Chart2Consultedwithparentsofdeafchildren

 

 

 

 

We are worried that money and time has been spent on developing Local Offer websites without proper consultation having taken place. However, most local authorities would probably agree at the moment that their Local Offers are not a finished product and need a lot more development before they become useful to families of deaf children. This development should be informed by feedback from parents and young people. NDCS encourages parents and young people to look at their Local Offer and to submit comments to their local authority. E.g. How easy is it to find information? What services are missing? Local authorities are required to publish (anonymously) comments received from families and respond to them. Additionally, they must continue to consult with parents and young people to review and improve their Local Offer. This tends to be done through parent-carer forums and you can find your local forum here: http://www.nnpcf.org.uk/who-we-are/find-your-local-forum/

We would like central government to do more to hold local authorities to account for having poor local offers or failing to consult properly. Local Offers have the potential to be a valuable tool. However, once again, just like the old system; it comes down to parents and young people to take action. We urge you to get involved!

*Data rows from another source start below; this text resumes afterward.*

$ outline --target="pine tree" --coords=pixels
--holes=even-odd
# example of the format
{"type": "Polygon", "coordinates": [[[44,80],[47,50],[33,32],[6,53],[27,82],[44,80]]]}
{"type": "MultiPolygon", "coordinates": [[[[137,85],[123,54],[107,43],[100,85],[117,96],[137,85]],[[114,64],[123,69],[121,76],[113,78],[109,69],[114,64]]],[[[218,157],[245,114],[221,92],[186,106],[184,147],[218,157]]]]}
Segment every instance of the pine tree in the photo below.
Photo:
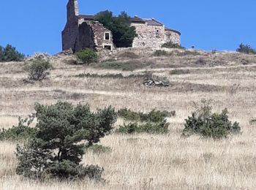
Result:
{"type": "Polygon", "coordinates": [[[36,137],[17,147],[17,173],[25,177],[100,178],[102,168],[80,164],[85,147],[98,142],[110,133],[116,120],[111,107],[90,110],[89,105],[67,102],[35,106],[36,137]]]}

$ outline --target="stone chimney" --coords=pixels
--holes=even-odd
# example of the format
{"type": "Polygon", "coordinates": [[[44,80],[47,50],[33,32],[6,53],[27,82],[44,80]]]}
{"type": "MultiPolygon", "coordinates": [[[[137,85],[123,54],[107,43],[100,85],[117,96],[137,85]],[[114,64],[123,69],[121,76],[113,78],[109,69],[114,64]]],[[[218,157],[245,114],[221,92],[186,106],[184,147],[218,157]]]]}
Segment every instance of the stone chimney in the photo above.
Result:
{"type": "Polygon", "coordinates": [[[78,16],[78,0],[69,0],[67,4],[67,21],[74,20],[78,16]]]}

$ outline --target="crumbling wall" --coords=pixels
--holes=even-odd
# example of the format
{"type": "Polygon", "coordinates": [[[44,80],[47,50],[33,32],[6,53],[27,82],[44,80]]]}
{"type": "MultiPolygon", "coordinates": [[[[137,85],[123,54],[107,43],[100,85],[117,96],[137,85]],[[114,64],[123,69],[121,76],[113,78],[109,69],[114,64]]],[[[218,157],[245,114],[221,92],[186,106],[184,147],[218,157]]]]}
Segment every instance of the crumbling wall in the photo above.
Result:
{"type": "Polygon", "coordinates": [[[132,23],[136,28],[138,37],[133,40],[132,48],[160,48],[165,43],[165,27],[132,23]]]}
{"type": "Polygon", "coordinates": [[[67,50],[72,48],[75,49],[75,42],[78,37],[78,26],[67,24],[61,33],[62,35],[62,50],[67,50]]]}
{"type": "Polygon", "coordinates": [[[173,31],[165,31],[165,42],[172,42],[173,44],[181,45],[181,37],[179,34],[173,31]]]}
{"type": "Polygon", "coordinates": [[[78,37],[78,7],[77,0],[69,0],[67,4],[67,21],[61,32],[62,50],[72,48],[75,50],[75,42],[78,37]]]}
{"type": "Polygon", "coordinates": [[[97,49],[102,49],[105,45],[111,46],[111,50],[114,49],[114,44],[113,43],[113,35],[110,30],[105,28],[103,25],[97,21],[86,21],[90,25],[94,33],[94,44],[97,49]],[[109,39],[105,39],[105,34],[108,32],[110,34],[109,39]]]}
{"type": "Polygon", "coordinates": [[[84,48],[95,48],[94,34],[91,26],[84,22],[79,25],[79,35],[75,43],[75,51],[79,51],[84,48]]]}

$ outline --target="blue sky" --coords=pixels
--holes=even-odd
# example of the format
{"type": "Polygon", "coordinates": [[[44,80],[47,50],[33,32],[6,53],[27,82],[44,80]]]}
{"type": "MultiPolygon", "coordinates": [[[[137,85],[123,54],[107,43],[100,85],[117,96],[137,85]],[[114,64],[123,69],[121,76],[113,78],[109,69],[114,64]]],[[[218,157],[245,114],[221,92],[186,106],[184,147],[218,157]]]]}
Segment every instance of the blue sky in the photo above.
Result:
{"type": "MultiPolygon", "coordinates": [[[[67,0],[1,0],[0,45],[26,55],[61,50],[67,0]]],[[[80,14],[109,10],[117,15],[154,18],[181,32],[183,46],[235,50],[256,48],[255,0],[78,0],[80,14]]]]}

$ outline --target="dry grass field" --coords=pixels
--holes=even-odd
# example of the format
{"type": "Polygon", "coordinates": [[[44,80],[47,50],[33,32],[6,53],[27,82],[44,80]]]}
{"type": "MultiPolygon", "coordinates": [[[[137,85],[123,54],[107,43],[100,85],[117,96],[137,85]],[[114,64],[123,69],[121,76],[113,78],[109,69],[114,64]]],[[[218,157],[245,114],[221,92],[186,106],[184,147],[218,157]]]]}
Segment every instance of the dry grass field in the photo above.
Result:
{"type": "Polygon", "coordinates": [[[141,66],[134,72],[67,64],[72,58],[53,56],[49,77],[34,83],[23,81],[24,63],[0,64],[0,127],[16,124],[18,116],[33,112],[34,102],[50,104],[61,100],[89,103],[93,110],[111,104],[135,111],[176,110],[177,115],[168,119],[170,133],[113,134],[102,139],[101,144],[111,151],[89,152],[83,162],[104,167],[104,184],[23,179],[15,174],[15,142],[0,142],[0,189],[256,189],[256,124],[249,123],[256,118],[255,56],[144,56],[137,58],[141,66]],[[127,76],[149,71],[166,77],[170,86],[146,87],[137,77],[75,77],[86,73],[127,76]],[[202,99],[213,99],[214,111],[228,108],[231,120],[241,123],[243,133],[216,141],[181,137],[193,102],[202,99]]]}

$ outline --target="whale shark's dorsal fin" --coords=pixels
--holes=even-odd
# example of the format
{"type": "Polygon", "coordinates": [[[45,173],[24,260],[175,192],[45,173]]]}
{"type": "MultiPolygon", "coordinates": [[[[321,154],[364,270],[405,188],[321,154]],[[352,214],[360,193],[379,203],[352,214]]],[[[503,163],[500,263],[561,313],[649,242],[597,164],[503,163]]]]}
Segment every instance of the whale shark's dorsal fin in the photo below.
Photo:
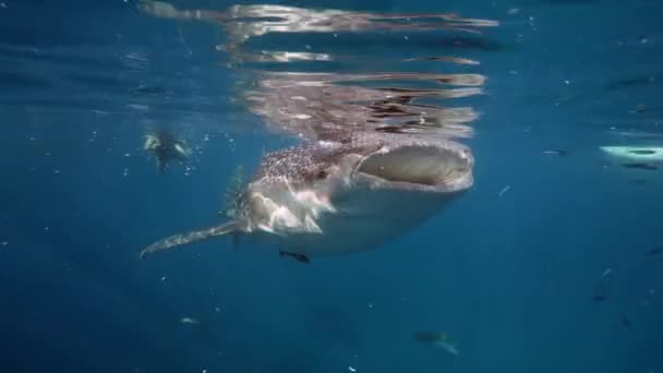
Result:
{"type": "Polygon", "coordinates": [[[238,221],[229,221],[220,226],[170,236],[145,248],[141,252],[141,258],[145,258],[145,256],[156,253],[158,251],[171,250],[185,244],[205,241],[218,236],[238,232],[240,230],[242,229],[241,225],[238,221]]]}

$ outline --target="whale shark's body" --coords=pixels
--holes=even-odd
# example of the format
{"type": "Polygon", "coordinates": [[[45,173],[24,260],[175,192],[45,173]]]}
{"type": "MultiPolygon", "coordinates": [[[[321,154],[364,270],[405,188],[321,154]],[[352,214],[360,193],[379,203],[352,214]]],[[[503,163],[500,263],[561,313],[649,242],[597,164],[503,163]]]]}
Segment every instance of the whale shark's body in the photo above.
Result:
{"type": "Polygon", "coordinates": [[[147,246],[141,256],[224,234],[248,236],[308,261],[402,234],[472,185],[473,158],[451,141],[339,134],[266,155],[236,218],[147,246]]]}
{"type": "MultiPolygon", "coordinates": [[[[269,51],[256,55],[245,46],[250,38],[269,33],[335,33],[336,37],[341,32],[455,29],[475,34],[472,27],[497,25],[456,14],[280,5],[178,10],[142,0],[140,9],[159,17],[221,26],[228,38],[221,49],[233,61],[231,65],[273,56],[269,51]]],[[[298,58],[316,61],[315,56],[323,55],[298,53],[298,58]]],[[[242,85],[242,103],[264,119],[267,129],[305,143],[263,157],[258,171],[228,209],[230,221],[166,238],[141,256],[226,234],[274,245],[302,262],[314,255],[353,253],[405,233],[471,188],[473,157],[468,147],[450,139],[471,136],[473,131],[466,123],[478,116],[470,107],[443,107],[437,101],[481,94],[485,76],[437,70],[314,70],[252,71],[250,84],[242,85]],[[407,81],[419,83],[403,85],[407,81]]]]}

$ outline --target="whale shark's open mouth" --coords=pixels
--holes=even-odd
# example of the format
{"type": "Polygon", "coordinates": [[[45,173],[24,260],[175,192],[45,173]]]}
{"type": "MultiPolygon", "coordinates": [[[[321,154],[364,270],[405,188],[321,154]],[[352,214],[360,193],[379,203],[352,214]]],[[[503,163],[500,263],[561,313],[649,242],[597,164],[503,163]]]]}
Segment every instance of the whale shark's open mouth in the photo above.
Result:
{"type": "Polygon", "coordinates": [[[472,185],[474,159],[456,143],[413,143],[383,147],[354,169],[355,179],[383,188],[455,192],[472,185]]]}

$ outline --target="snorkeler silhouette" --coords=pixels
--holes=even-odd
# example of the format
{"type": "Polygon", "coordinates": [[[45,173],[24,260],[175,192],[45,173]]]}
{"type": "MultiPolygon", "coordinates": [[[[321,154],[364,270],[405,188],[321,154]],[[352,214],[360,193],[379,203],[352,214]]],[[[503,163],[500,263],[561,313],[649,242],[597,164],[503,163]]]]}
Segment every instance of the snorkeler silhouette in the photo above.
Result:
{"type": "Polygon", "coordinates": [[[190,153],[184,141],[164,129],[147,132],[143,148],[155,155],[159,172],[164,172],[168,163],[173,159],[186,160],[190,153]]]}

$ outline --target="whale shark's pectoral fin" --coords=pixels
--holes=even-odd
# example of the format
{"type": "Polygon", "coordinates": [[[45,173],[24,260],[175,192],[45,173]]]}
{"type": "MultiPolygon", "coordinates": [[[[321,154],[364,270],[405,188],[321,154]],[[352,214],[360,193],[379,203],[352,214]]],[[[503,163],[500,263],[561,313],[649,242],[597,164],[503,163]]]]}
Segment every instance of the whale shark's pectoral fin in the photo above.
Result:
{"type": "Polygon", "coordinates": [[[141,252],[141,258],[144,258],[145,256],[156,253],[158,251],[171,250],[185,244],[205,241],[218,236],[224,236],[233,232],[237,233],[240,230],[240,225],[237,221],[230,221],[207,229],[194,230],[188,233],[171,236],[145,248],[141,252]]]}

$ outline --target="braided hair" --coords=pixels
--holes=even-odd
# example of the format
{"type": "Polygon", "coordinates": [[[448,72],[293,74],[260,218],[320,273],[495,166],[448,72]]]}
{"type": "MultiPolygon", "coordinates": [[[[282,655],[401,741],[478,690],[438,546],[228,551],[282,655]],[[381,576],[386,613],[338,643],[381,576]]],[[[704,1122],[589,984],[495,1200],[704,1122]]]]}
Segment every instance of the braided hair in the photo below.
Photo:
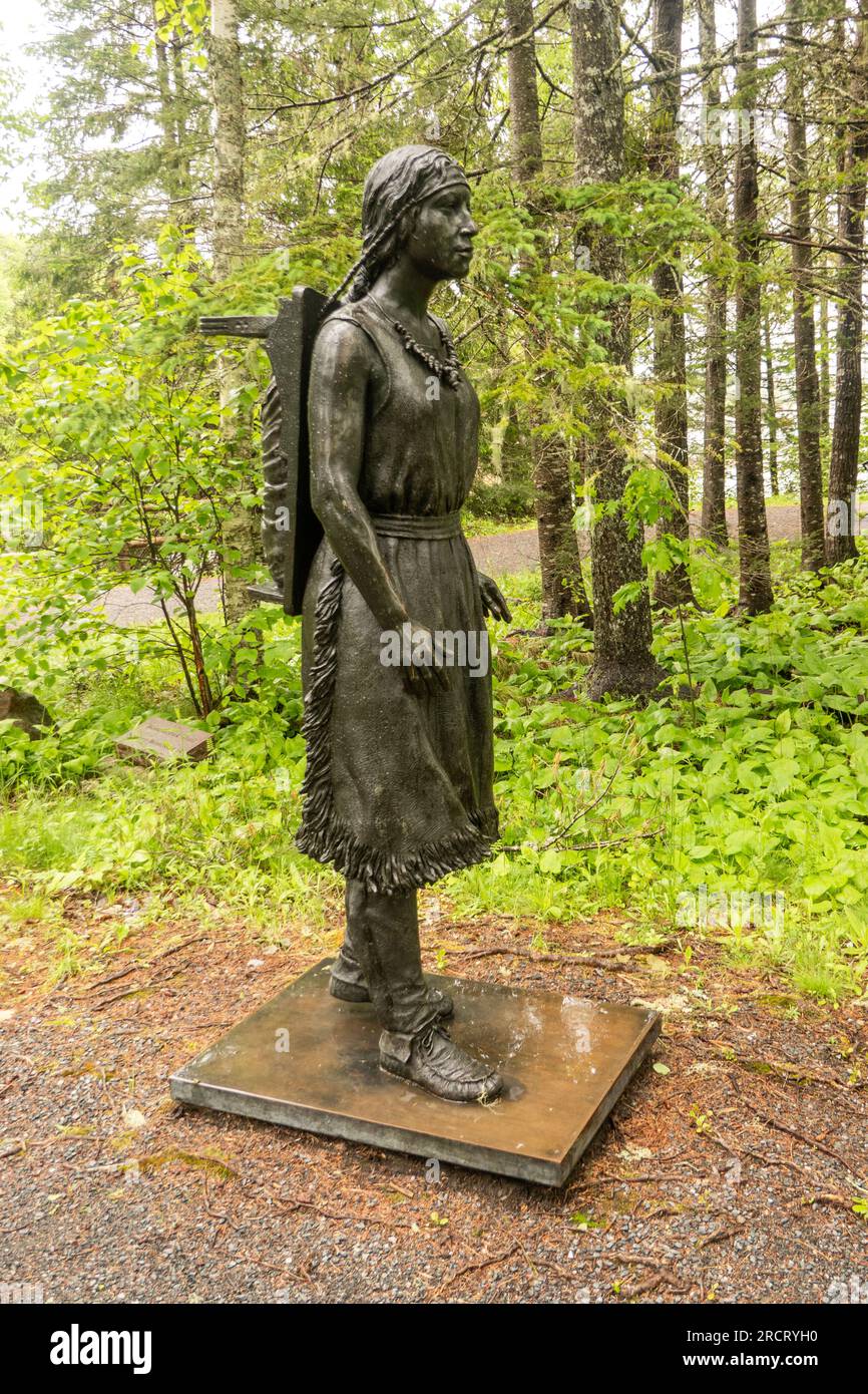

To download NDCS’s guide for families on Local Offers visit: www.ndcs.org.uk/sen

Martin McLean is the Project Manager of the I-Sign project which aims to improve access to BSL for families of deaf children and is developing case studies on local offers and BSL provision. www.ndcs.org.uk/isign

One thought on “Local Offers – have you been consulted?

  1. Right across the board Deaf people / children are being targeted. from the reductions of ATW Access To Work – changes to DSA Disabled Students Allowance and HE Higher Education funding – reductions of funding for FE Further Education and now this. None of the educational institutions want Deaf students as they are considered the most costly – in FE they have actually been labelled “Higher needs learners” or “high cost learners” as they require more than £6,000 for support throughout the academic year. This means a great deal more paperwork as an appeal case is required even after appeal funding may not be approved after the student has already been accepted. Which ensures the educational institute must then provide the funding / support after a while this will discourage educational institutions from accepting “high cost / needs learners”.